« Amaia sentait dans cette forêt des présences si tangibles qu’il était facile d’y accepter l’existence d’un monde merveilleux, un pouvoir de l’arbre supérieur à l’homme, et d’évoquer le temps ou, en ces lieux et dans toute la vallée, êtres magiques et humains vivaient en harmonie. »
Avant d’évoquer les personnages ou l’investigation policière, il convient de parler des lieux : la vallée du Baztán, dans les Pyrénées espagnoles, environnée de forêts et au milieu de laquelle se trouve le bourg d’Elizondo. L’endroit semble idyllique, mais l’atmosphère devient plus trouble lorsqu’une jeune fille, puis deux, sont retrouvées mortes, leur corps à chaque fois soigneusement déposé au bord de la rivière, en pleine forêt. La présence de poils d’animaux font imaginer à tous, même à Amaia Salazar, policière chevronnée revenue de Pampelune dans son village natal, qu’un basajaun, créature mythique, pourrait être passé sur les lieux…

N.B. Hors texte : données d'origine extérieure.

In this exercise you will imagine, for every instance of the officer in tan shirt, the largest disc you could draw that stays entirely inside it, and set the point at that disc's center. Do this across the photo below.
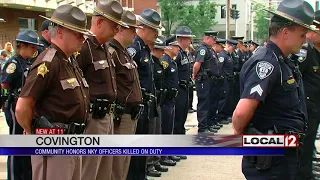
(129, 98)
(99, 70)
(56, 89)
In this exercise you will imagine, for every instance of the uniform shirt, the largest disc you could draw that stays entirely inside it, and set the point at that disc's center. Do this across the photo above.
(14, 72)
(183, 64)
(236, 62)
(226, 62)
(58, 87)
(99, 69)
(171, 78)
(128, 85)
(310, 69)
(140, 53)
(268, 78)
(208, 59)
(158, 73)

« L’architecture d’un village ou d’une ville témoigne des existences et préférences de ses habitants autant que les habitudes d’un homme révèlent sa personnalité. Les lieux reflètent un aspect du caractère, et ce lieu parlait d’orgueil, de courage et de lutte, d’honneur et de gloire. »
Dès les premières lignes, j’ai adopté sans difficulté cette nouvelle série policière venue d’Espagne. Tout d’abord, on n’y retrouve pas les clichés habituels. L’enquêtrice travaille au sein d’une équipe sans gros problèmes, a une vie de couple assez harmonieuse, ça change des policiers divorcés et alcooliques. Elle vient ensuite d’une famille unie, qui vit au cœur de la vallée du Baztán, mais là, je ne vous en dévoile pas trop, volontairement. On comprend qu’Amaia ne souhaite pas vraiment enquêter dans son village d’enfance, et qu’elle souffre d’un vieux traumatisme.

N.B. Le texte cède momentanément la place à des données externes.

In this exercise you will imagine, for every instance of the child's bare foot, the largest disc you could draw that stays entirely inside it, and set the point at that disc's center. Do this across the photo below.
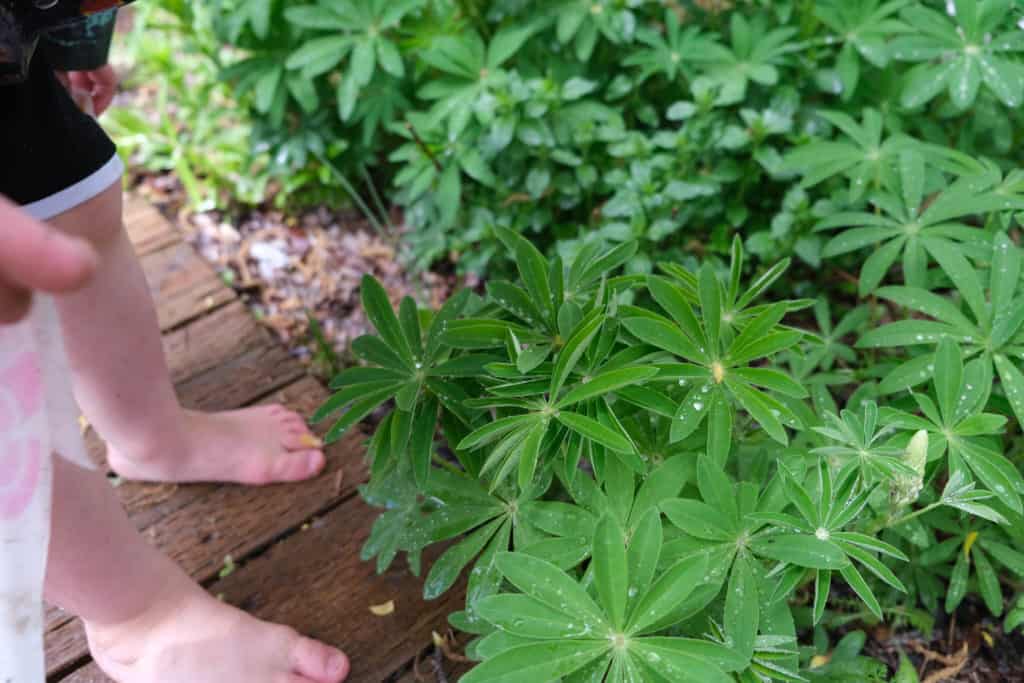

Si j’ai ressenti quelques petites baisses de rythme au cours du roman, qui est tout de même raisonnablement long, d’autres les trouveront sans doute négligeables. L’ensemble tient bien la route, est relevé d’une écriture tout à fait agréable, et comme c’est le début d’une trilogie, je ne demande qu’à lire la suite !
Le gardien invisible de Dolores Redondo, (El guardian invisibile, 2012), éditions Stock, 2013, traduction de Marianne Millon, 520 pages en poche.